私の「母の日」は幼稚園の行事から始まったのだろうと思っています。多分園で授業の一環として折り紙の花などを作って持ち帰ったのではなかったかと。子供たちも同じようなきっかけで始まり、今も続けているのではと。この子たちはそれまでにテレビで教わっていたので、「肩たたき券」とか「お手伝い券」などを作ってプレゼントしてくれるようになり、年齢が上がるのに従いだんだんバリエーションが増え、誕生日プレゼントよりも期待するような中身になってきています。

 

私の義母と実母は同じ年に半年空けて亡くなりました。38年前です。どちらも癌で入院、病院で息を引き取りました。実母の方は病院の許可をいただいて付き添っていたので、死に目に会えましたが、義母の臨終には間に合わず心残りが今も… 

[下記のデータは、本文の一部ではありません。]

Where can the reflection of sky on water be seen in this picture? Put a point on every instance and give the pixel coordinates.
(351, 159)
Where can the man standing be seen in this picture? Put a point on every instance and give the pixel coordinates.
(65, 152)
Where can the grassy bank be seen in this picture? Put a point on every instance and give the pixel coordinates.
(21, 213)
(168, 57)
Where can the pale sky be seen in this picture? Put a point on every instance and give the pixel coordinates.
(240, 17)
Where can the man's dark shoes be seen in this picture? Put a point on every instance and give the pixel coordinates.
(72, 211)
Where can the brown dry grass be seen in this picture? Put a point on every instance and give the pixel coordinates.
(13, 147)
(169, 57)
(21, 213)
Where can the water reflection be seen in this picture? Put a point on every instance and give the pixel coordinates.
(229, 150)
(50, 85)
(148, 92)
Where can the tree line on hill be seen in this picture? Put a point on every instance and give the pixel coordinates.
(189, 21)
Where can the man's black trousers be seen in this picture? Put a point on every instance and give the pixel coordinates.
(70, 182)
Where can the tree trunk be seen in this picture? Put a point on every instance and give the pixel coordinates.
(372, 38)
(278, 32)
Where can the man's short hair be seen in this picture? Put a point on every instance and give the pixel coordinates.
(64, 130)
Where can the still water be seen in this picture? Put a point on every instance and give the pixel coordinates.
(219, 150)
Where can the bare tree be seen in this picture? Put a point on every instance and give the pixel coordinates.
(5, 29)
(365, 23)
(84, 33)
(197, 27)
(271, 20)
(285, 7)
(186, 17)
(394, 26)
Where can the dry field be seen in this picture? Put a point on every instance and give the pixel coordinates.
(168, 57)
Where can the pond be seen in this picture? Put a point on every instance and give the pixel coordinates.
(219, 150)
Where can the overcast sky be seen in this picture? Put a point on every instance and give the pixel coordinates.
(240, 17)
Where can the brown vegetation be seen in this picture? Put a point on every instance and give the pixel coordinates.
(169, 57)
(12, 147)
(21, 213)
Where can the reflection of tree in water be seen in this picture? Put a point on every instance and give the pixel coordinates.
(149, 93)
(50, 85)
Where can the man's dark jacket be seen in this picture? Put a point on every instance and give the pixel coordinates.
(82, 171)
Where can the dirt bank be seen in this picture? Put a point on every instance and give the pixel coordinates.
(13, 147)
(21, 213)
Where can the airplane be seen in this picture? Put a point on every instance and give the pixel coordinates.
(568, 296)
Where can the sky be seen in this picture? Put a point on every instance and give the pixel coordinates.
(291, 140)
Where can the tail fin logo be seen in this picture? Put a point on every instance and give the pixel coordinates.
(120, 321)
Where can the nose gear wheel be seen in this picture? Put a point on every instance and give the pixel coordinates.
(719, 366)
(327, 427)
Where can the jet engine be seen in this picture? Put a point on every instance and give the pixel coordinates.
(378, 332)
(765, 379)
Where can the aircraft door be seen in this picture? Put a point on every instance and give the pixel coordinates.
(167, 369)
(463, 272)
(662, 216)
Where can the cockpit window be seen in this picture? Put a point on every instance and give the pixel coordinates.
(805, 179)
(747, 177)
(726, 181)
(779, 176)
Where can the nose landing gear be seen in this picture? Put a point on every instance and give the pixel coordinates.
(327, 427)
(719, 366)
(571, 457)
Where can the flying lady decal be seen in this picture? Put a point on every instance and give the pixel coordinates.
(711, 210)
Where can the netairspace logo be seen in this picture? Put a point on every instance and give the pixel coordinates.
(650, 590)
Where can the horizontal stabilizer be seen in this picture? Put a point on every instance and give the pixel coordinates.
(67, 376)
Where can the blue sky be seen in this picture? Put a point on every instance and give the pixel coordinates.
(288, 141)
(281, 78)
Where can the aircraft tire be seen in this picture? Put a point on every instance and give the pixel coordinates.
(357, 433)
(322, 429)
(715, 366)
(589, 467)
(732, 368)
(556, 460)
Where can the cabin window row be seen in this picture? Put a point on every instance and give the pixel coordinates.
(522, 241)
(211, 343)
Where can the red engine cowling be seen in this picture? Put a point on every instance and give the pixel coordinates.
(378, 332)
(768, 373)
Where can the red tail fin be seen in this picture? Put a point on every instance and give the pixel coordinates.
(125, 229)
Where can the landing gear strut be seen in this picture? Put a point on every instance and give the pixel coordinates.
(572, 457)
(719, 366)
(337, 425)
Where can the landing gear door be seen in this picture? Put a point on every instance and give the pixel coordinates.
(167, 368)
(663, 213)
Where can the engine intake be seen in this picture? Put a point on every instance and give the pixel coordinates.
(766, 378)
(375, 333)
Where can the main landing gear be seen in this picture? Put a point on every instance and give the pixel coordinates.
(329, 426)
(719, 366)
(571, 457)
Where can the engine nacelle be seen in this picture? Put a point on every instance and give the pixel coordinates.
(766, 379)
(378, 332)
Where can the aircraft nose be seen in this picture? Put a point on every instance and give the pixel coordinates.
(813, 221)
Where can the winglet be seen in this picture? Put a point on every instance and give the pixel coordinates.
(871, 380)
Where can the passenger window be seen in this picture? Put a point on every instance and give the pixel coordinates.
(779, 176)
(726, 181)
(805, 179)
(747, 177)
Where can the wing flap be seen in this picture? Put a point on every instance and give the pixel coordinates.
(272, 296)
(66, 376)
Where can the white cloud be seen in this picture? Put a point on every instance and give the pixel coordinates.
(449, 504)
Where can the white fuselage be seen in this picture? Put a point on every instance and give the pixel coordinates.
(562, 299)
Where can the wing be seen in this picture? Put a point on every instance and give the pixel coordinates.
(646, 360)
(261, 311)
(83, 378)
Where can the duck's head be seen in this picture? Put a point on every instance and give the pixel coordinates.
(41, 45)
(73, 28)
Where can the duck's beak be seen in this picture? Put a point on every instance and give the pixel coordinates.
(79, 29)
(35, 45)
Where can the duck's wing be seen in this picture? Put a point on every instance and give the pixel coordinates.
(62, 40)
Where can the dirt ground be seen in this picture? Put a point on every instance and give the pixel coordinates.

このような体験から、私は病院で病死を望んでいます。1人住まいなので「孤独死」「孤立死」と言われると、残された子供たちが“無念”を生涯背負うのではと案じるので。

 

戦後政策の家族像は「夫婦と未婚の子ども2人」を目標にスタートしたと聞いています。つまり、「三世代同居」は過去になり、家族員は4人が“標準世帯”として基礎になって、公共料金や税金制度等が決められてきたと学習した記憶があります。5月1日のメーデーのスローガンで「一人が働いて、4人が生活できる賃金を」と叫んでいるテレビ画面が記憶に残っています。戦後昭和はこのようにして“性別役割分業”が定着し“専業主婦”という働き方が半世紀近く続いたのでしょうね。

“兼業主婦”が70%を超えた今、日常生活に支障が出てきています。家事労働は家電の進化や外食・中食等の食品販売の多様化などでタイパ(タイムパフォーマンス)がよくなり、経験が少なくても暮らせるようになりました。しかし、育児・介護のような“ケアワーク”は一定期間付き添わなくてはなりません。“専業主婦”はそれらを担ってきていました。自分の家庭だけでなく、地域の家事労働も助けに入り、担っていました。私は転勤族と言う親族や地縁の人のいない環境で、医院や美容院に行くときの子どもを預ける先、自身が風邪で寝込んだ時、電話1本でママ友たちが対処してくださいました。私も同じようにして…

私が“兼業主婦”を担って来られたのは子どもが学齢期になってからで、「兼業」の中身もフリーランスに近かったので、親たちの緊急時にも対応できたからです。

 

高齢期に入った今、少し手伝ってくださるかつての“専業主婦”のような存在の知人がいてくれたら、安心して毎日が過ごせるのではと、勝手な妄想を時々しています。

家事労働は計画通りにはいかなくて、即時対応が基本です。時間労働との兼業は難しいと思います。